Pain reducing effect of vapocoolant spray during injection and heelstick procedure in neonates / 소아과

Purpose: The aims of this study were to test the efficacy of vapocoolant spray to decrease the symptoms associated with pain in newborns undergoing heel stick and intramuscular injection and compare the pain relief effect of oral glucose. Methods: Randomized, controlled study including sixty newborns undergoing heel stick and intramuscular injection. Group 1 was heelsticked, Group 2 was intramuscular injected, Group A did not recieve any treatment, Group B recieved 30% glucose solution orally, Group C was applied vapocoolant spray symptoms and signs associated with pain at heel stick and intramuscular injection were measured with the premature Infant Pain Profile (PIPP) scale.

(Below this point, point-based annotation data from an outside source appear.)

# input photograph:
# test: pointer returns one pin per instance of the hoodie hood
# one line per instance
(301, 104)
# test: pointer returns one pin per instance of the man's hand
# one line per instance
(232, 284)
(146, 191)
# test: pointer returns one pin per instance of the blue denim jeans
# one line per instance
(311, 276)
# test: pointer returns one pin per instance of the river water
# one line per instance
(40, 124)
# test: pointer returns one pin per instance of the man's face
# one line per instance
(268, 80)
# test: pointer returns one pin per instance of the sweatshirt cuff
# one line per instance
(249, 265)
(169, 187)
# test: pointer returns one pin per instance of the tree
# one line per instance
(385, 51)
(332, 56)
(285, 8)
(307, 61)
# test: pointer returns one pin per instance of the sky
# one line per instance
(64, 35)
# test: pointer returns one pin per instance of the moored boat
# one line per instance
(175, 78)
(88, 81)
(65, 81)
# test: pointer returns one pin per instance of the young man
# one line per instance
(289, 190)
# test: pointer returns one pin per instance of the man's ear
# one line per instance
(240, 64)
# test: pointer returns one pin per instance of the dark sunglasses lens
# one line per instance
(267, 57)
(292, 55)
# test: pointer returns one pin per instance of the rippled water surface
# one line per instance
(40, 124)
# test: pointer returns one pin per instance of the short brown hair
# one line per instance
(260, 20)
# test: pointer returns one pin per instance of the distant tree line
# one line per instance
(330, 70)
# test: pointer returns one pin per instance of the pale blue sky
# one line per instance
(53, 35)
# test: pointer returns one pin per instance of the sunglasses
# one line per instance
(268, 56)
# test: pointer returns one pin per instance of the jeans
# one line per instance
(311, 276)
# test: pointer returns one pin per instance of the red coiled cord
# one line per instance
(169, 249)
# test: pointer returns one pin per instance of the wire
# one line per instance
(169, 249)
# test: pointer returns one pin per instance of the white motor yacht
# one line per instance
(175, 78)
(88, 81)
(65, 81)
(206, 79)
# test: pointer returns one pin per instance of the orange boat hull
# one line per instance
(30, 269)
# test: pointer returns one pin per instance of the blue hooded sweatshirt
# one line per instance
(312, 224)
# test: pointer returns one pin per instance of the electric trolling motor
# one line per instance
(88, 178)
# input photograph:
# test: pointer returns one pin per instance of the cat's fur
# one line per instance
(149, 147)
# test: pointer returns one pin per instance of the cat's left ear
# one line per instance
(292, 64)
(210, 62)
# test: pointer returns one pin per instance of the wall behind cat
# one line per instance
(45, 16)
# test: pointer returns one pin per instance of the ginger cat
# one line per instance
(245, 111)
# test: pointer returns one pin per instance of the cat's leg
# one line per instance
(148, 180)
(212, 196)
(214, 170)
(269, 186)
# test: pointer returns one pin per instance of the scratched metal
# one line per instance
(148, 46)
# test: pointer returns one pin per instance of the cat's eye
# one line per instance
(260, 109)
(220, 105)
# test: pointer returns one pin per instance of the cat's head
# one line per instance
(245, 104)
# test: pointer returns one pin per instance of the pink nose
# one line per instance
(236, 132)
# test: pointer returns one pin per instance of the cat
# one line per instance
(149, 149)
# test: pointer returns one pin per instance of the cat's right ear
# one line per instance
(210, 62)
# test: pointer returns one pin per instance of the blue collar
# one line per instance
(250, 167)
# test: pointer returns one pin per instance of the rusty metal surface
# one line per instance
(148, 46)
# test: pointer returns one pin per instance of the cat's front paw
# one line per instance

Results: There was no significant difference in the PIPP score between intramuscular injected group control and heel stick group control (P=0.07). The mean PIPP score of Group 1A (control) 10.6+/-2.4, Group 1B 5.5+/-2.0, Group 1C 5.2+/-1.8. The mean PIPP score 1B and 1C were significantly lower than control (1B P<0.001, 1C P<0.001). The mean PIPP score of Group 2A (control) 12.5+/-1.4, Group 2B 7.0+/-1.7, Group 2C 6.4+/-1.6. The mean PIPP score 2B and 2C were significantly lower than control (2B P<0.001, 2C P<0.001). Conclusion: The antinociceptive effect of vapocoolant sparay is as effective as 30% oral glucose solution for pain control. So this study support the use of vapocoolant spray for reducing pain during painful procedure in the neonatal intensive care units.